Monday, Jul. 05, 1948
House Divided
The old LST nosed in toward the shores of Israel. She called herself the Altalena now, and aboard were 750 supporters of the terrorist Irgun Zvai Leumi and enough weapons and ammunition (so the Irgun boasted) to arm a brigade of 6,000. In defiance of the U.N. truce and of the Israeli government, the Irgun intended to land the arms.
"Bitterest Blow." On the beach at Kfar Vitkin, 20 miles north of Tel Aviv, waited slight, sharp-eyed Menachim Beigin and a force of his bully boys, to help unload. But Haganah, now Israel's official army, was waiting too, with orders to stop them. Result: a short, sharp civil war of Jew against Jew, which Israel's Prime Minister David Ben-Gurion last week described as "the bitterest blow."
The terrorists got part of their arms ashore at Kfar Vitkin. But in the fight they lost six killed, 20 wounded, while Haganah suffered two dead, three wounded. Beigin boarded the ship, ordered it southward. At midnight the Altalena rammed on to the beach at Tel Aviv for another attempt. When noon came, an assault boat with a few steel-helmeted Irgunists ventured toward the beach, and despite Haganah fire set up a small beachhead. But when Haganah turned mortar fire on the Altalena, and smoke began to pour out amidships, the rest of the Irgunists jumped over the sides, swam for shore.
"If We Go Down ..." Correspondents and U.N. observers had been watching from deck chairs on the balcony of the beachside Kaete Dan Hotel. Many departed hastily, expecting the Altalena to blow up. Other civilians were evacuated from the waterfront. But boxes of ammunition went off without serious damage. Next morning the Altalena was a smoldering hull.
Ashore, the fighting stopped. Irgunists withdrew to their grey stone fortress headquarters in Tel Aviv. Then they got orders from Beigin to go underground. From a secret radio Beigin screamed defiance at the "mad dictatorship" of the Ben-Gurion government, called on Irgunists to leave Israel's army. "If we go down," shrilled Beigin, "we will see to it that the state of Israel sinks with us!

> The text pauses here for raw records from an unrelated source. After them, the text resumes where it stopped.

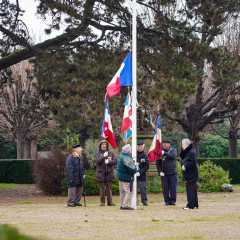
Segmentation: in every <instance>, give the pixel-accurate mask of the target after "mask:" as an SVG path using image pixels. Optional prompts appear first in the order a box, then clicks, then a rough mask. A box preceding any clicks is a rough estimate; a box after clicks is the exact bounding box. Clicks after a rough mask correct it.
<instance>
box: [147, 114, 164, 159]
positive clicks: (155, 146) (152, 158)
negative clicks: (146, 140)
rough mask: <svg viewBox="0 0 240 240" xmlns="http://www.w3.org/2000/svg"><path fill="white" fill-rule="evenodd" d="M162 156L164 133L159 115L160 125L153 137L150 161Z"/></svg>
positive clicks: (150, 156) (158, 122)
mask: <svg viewBox="0 0 240 240" xmlns="http://www.w3.org/2000/svg"><path fill="white" fill-rule="evenodd" d="M161 157H162V133H161V119H160V117H159V116H158V125H157V129H156V132H155V135H154V138H153V142H152V145H151V147H150V150H149V152H148V158H149V161H150V163H152V162H154V161H156V160H157V159H159V158H161Z"/></svg>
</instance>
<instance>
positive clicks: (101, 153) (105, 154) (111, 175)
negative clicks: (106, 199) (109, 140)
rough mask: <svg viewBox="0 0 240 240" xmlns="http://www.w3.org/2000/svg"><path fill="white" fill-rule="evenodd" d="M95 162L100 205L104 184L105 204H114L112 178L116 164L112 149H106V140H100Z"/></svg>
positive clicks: (113, 152) (96, 176)
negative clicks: (105, 189) (112, 186)
mask: <svg viewBox="0 0 240 240" xmlns="http://www.w3.org/2000/svg"><path fill="white" fill-rule="evenodd" d="M106 157H107V159H106ZM95 162H96V163H97V169H96V175H95V179H97V180H98V181H99V185H100V201H101V204H100V206H105V185H106V188H107V204H108V206H115V205H116V204H115V203H113V202H112V180H113V179H114V178H115V176H114V171H113V166H114V165H117V158H116V156H115V154H114V152H113V151H111V150H108V151H106V140H102V141H101V142H100V144H99V151H98V152H97V153H96V158H95ZM106 164H107V172H106Z"/></svg>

If I am killed, the fury of my soldiers will know no bounds . . . They will avenge me, and I fear that the youth of Israel will be wiped out in a single night."
Irgunist Beigin had embraced the philosophy of violence years ago as a law student in Poland, there had joined the youth organization of the Zionist Revisionists. In World War II the Russians arrested him as an "antisocial element" in Poland, exiled him to hard labor in Siberia, later released him to join the Polish army. When his unit reached Palestine, Beigin deserted and went underground with the Irgun. The British put a price of -L-2,000 on his head.
Moderates of Ben-Gurion's socialist party, the strongest in Israel, had been willing to accept a limited Zionist state in the hope of achieving peace and order. Revisionists scorned, such compromise, demanded all of Palestine and Transjordan. The insignia of the Irgun (an outgrowth of the Revisionists) flaunted an arm holding a rifle above an outline of the old double Palestine-Transjordan mandate. Proclaimed its motto: Rak Kach (Only Thus). By terror and sabotage, the Irgun argued, the British could be driven from Palestine and the Arabs restrained.
Unended Danger. The problem for Ben-Gurion was not just to suppress terrorism, but to convince Israelis that the terrorists' promises of victory through violence were deceptive. Last week he demanded and got a vote of confidence (24-7) from the Council of State. Said he: "The incident may be closed, but the danger hasn't ended ... It would be a mistake to depend upon the army alone [to suppress terror]. The entire people of Israel are called upon to overcome the danger." Terrorists had flourished during the British mandate. Now, said Ben-Gurion, Israel must unite to eradicate them.